The trials we’ve gone through have stretched us. There’s been times we’ve each reached the end of ourselves and hit bottom. Each one of those times has brought growth.
My husband and I value personal growth. We don’t shy from it. We know we are imperfect people and we know that it shows at times. It’s not uncommon for us to process areas for growth personally, in our faith, as parents, and as a couple.
I always like to use a milestone like a wedding anniversary to reflect. To look back and see where we’ve been. Then to look at today and see how far we’ve come. And to look at tomorrow to see where we’re going. This is something I do personally and in our marriage to measure growth.
Sometimes people grow in a relationship, but they end up growing in different directions. Through all our struggles, we easily could have done this. We could have isolated to our own corners and grown as individuals, but not as a couple. This is dangerous and can cause people to grow too far apart in their relationship.

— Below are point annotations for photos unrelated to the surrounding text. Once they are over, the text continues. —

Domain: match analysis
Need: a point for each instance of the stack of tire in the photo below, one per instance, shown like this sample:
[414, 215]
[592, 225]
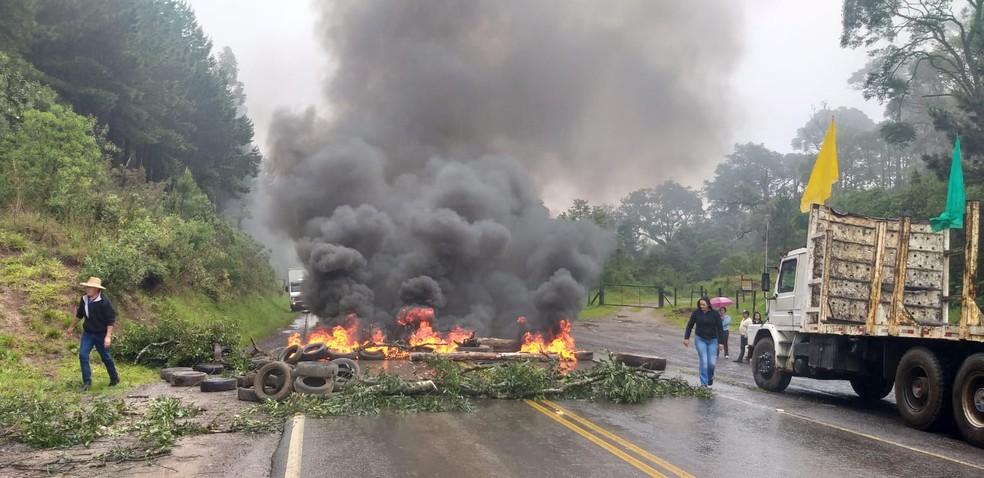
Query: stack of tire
[309, 370]
[199, 375]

Instead of growing away from each other, we’ve grown together. Our friendship is deeper because we invest time to hang out, talk, lean on each other, have fun, and connect.
A while back my son asked about having a later bedtime and my husband said no and explained why it’s important for he and I to have “Mommy and Daddy time” at night. I loved hearing him protect our time, but I loved the way he described how he looks at our time even more. He said, “It’s like having your best friend over to sit on the couch, hang out, talk, and have snacks each night.” That’s how we look at our time together. We look forward to it and enjoy it. We’ve grown together because of the way we’ve chosen to spend our time together and we set boundaries to protect it.
For our 15 year wedding anniversary, I wrote this article for iMOM that talks about the 15 reasons we’ve made it for 15 years. These are key to how we’ve developed and maintained a healthy relationship.
What has helped your relationship grow?